Six cats were reared with surgically produced squint or atropinisation of one eye during the sensitive period of development. Five cats were reared without any ocular interference but in the same environment as the experimental cats. Four of these normally reared cats provided control data for perikaryal size.
When the cats were 5–8 months old, the ocular dominance distribution of cells in area 17 of the visual cortex was determined, and measurements of visual acuity of cells in the LGN receiving inputs from the area centralis were carried out. Following the neurophysiological experiments, the perikaryal sizes of LGN cells receiving fibres from the area centralis of the left and right eye were measured from Nissl stained sections of the brain of each cat.
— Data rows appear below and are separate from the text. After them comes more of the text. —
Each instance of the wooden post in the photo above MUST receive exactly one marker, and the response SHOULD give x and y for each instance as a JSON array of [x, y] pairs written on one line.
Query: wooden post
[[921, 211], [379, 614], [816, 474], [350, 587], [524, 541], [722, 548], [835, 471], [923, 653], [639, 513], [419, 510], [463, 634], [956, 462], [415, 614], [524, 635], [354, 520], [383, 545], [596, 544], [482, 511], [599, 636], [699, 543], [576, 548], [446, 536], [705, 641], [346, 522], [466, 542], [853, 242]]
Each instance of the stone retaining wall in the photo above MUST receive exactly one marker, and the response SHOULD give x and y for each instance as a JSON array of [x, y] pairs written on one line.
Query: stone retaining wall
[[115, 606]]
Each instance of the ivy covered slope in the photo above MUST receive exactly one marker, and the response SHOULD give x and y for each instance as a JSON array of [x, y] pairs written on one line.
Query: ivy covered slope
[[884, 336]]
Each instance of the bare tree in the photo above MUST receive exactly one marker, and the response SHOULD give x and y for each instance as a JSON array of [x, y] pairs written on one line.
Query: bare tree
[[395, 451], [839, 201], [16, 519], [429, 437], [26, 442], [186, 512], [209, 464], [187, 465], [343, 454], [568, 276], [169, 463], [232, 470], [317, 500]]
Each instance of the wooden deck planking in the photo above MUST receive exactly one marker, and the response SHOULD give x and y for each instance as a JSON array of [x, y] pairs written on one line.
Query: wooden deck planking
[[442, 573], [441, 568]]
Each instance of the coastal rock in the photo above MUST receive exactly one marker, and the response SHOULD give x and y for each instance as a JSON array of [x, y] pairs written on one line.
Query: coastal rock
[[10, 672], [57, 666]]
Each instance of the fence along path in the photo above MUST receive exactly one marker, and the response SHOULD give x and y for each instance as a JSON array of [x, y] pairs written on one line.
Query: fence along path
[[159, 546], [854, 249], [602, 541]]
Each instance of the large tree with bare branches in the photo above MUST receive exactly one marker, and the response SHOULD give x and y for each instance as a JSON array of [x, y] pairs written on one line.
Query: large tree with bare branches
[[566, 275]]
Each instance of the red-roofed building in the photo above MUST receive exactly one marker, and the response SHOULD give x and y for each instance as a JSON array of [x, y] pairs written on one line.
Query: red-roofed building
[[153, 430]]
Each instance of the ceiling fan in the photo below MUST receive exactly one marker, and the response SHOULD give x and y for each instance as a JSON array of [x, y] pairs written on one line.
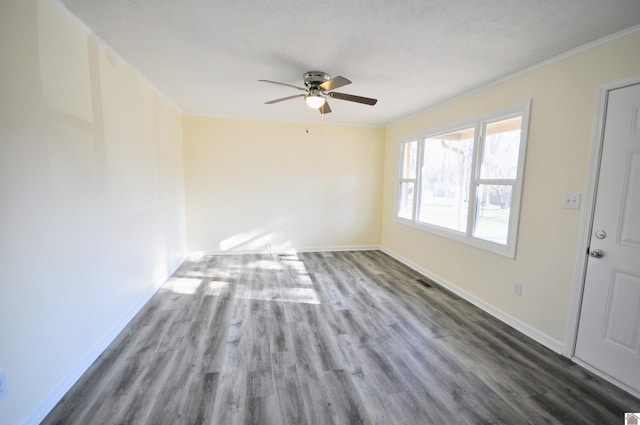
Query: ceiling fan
[[317, 88]]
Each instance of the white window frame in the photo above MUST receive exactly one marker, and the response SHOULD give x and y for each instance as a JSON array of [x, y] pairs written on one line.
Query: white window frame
[[479, 123]]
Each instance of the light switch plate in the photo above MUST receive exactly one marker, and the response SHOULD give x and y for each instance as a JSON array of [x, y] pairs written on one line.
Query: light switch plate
[[571, 201]]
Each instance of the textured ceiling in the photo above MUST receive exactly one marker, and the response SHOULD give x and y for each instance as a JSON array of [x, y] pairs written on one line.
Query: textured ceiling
[[207, 55]]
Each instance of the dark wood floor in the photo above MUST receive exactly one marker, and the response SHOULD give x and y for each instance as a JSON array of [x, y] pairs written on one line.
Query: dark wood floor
[[327, 338]]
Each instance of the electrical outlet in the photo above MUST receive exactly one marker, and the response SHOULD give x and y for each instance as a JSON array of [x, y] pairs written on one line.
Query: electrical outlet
[[517, 288], [3, 385]]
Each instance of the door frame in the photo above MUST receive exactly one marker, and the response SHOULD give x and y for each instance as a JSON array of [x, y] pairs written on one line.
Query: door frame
[[587, 216]]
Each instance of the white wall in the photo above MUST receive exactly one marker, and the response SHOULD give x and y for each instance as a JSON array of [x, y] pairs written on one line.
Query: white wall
[[292, 185], [91, 201], [563, 106]]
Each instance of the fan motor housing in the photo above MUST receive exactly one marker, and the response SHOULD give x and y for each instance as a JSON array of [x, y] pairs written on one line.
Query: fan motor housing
[[313, 79]]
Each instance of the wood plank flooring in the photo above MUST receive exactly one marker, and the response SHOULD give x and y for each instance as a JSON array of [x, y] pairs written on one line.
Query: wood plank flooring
[[327, 338]]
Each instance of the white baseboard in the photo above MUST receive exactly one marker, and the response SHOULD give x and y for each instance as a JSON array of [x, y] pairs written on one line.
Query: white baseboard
[[532, 333], [58, 391], [275, 250]]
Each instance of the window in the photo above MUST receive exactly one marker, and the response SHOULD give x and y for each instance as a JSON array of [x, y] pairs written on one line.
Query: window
[[464, 181]]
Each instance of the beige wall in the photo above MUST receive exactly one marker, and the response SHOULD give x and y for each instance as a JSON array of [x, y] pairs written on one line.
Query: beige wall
[[92, 202], [291, 185], [563, 106]]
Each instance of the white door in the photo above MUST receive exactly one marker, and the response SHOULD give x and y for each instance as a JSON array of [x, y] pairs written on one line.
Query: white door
[[609, 327]]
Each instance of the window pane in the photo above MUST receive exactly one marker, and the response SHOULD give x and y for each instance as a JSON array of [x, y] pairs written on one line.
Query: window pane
[[409, 160], [492, 214], [501, 148], [445, 180], [405, 203]]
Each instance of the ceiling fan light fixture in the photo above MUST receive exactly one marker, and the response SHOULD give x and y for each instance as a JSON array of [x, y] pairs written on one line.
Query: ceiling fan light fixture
[[315, 100]]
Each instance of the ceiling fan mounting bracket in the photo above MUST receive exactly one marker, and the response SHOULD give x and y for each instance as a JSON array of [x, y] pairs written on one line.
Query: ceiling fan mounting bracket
[[313, 79]]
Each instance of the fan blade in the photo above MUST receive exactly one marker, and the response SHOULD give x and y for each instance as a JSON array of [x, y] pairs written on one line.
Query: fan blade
[[271, 102], [284, 84], [353, 98], [334, 83], [325, 109]]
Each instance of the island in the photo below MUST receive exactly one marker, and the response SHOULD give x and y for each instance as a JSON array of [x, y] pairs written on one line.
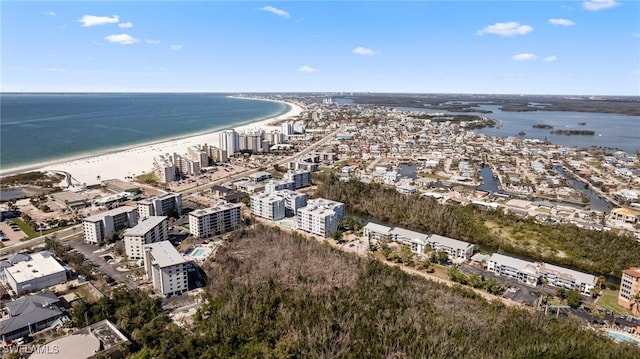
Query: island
[[574, 132]]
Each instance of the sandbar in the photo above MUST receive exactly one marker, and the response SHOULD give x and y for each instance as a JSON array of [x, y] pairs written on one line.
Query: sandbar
[[129, 162]]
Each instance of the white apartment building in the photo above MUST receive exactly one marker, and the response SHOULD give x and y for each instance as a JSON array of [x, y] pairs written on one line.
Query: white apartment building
[[229, 142], [320, 217], [268, 205], [38, 271], [300, 178], [198, 155], [164, 168], [293, 201], [148, 230], [162, 205], [533, 273], [165, 268], [221, 218], [104, 225]]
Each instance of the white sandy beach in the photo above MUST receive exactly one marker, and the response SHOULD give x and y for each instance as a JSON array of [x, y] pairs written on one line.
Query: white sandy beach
[[137, 160]]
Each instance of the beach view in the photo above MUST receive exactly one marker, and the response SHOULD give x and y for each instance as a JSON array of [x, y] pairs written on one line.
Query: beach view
[[320, 179]]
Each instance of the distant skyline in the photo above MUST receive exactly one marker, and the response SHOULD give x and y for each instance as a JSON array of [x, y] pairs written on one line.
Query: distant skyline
[[502, 47]]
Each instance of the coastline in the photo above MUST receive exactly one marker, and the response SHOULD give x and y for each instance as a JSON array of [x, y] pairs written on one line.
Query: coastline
[[138, 159]]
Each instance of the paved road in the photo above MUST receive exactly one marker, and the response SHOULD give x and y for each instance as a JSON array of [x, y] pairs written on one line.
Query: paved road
[[245, 173]]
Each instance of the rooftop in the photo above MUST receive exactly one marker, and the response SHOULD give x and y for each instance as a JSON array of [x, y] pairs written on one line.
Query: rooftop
[[111, 212], [40, 265], [164, 254], [145, 225]]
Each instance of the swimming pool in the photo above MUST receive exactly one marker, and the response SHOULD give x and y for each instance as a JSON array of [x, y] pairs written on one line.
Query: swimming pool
[[623, 337], [198, 252]]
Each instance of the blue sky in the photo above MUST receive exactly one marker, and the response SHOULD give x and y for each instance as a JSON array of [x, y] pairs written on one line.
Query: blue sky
[[538, 47]]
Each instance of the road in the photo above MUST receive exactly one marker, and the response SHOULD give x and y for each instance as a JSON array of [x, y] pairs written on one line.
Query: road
[[245, 173]]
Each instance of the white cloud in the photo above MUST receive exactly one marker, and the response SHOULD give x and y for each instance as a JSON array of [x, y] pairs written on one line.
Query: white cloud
[[597, 5], [308, 69], [510, 28], [562, 22], [276, 11], [123, 39], [90, 20], [363, 51], [524, 57]]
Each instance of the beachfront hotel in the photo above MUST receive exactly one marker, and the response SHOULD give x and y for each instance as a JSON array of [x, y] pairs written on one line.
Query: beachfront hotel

Cats which showed greater amblyopia (loss of acuity) of LGN cells driven from the area centralis of the experimental eye, showed a greater degree of apparent ‘shrinkage’ of Nissl stained LGN cells and a greater proportion of cortical cells excited by the control eye than by the experimental eye.
All experimental cats showed a loss of binocularly driven cells, regardless of whether their LGN cells were amblyopic or not, and whether they had ‘shrunk’ or not. However, when LGN cell amblyopia was present, the degree of amblyopia and ‘shrinkage’ of the LGN cells were correlated with the degree of loss of binocular cells also.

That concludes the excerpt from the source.